The application of radiocarbon dating to these crucial early phases in modern human development has, however, been critically dependent on two potential sources of error in the accuracy of radiocarbon age estimates. The first is the impact of even miniscule quantities of contamination by more recent, intrusive carbon into the dated samples (Fig. 1a). This can be illustrated by the fact that contamination by only 1% of modern carbon in a sample actually 40,000 yr in age would reduce the measured age of the sample by over 7,000 yr... The second is the long-established recognition that the original proportion of 14C to 12C in the Earth's atmosphere has not remained constant over the past 50,000 yr, but has diverged sharply from present-day values, principally due to past variations in the intensity of the Earth's magnetic field and the shorter-term effects of sunspots on the amount of cosmic radiation reaching the upper atmosphere.
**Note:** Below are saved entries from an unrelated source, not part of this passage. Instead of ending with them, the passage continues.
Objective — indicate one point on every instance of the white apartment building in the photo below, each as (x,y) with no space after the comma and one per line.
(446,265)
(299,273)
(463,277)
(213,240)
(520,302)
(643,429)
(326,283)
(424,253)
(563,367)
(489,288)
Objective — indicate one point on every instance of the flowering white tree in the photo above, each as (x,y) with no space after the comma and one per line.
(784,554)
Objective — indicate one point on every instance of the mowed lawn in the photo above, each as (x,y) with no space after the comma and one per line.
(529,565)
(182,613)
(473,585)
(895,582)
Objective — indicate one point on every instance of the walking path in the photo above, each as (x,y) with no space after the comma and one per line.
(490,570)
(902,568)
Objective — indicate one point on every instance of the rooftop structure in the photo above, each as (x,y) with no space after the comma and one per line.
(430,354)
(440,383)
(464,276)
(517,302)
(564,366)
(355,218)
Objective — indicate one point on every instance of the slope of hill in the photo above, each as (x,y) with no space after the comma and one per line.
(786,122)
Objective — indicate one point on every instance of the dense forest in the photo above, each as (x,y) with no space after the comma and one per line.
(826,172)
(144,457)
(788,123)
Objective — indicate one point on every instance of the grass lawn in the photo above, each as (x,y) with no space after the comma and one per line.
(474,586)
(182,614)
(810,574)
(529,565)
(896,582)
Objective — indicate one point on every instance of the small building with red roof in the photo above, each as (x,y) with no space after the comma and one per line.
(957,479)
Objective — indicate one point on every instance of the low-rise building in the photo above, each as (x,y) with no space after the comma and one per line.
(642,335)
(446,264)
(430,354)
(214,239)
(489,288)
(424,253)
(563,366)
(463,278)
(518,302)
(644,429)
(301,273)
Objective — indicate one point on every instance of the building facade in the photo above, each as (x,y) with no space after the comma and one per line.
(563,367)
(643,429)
These problems can be overcome by using new pre-treatment techniques that remove newer carbon contaminants, and by making use of stratified carbon samples taken from deep-sea sediments.
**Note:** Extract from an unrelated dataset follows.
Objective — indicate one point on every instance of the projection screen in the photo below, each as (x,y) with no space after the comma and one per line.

The rapid spread of the early modern human populations was probably facilitated by a major improvement in climatic conditions in Europe between about 43,000–41,000 yr (calibrated) bp (the period of the Hengelo interstadial), which would inevitably have made a process of population expansion from southeast to northwest across Europe easier to achieve
This is all very interesting, but it should be noted that the author's inferences are based on radiocarbon dating of Aurignacian remains. While it is generally believed that the Aurignacian was a creation of anatomically modern humans, there is no smoking gun link between the Aurignacian and modern human remains. In fact, it could well be argued that pushing the date of the Aurignacian further back in time may lend some support to the idea that Neandertals produced at least some of the Aurignacian assemblages.
Nature 439, 931-935 (23 February 2006) | doi:10.1038/nature04521
A new radiocarbon revolution and the dispersal of modern humans in Eurasia
Radiocarbon dating has been fundamental to the study of human cultural and biological development over the past 50,000 yr. Two recent developments in the methodology of radiocarbon dating show that the speed of colonization of Europe by modern human populations was more rapid than previously believed, and that their period of coexistence with the preceding Neanderthal was shorter.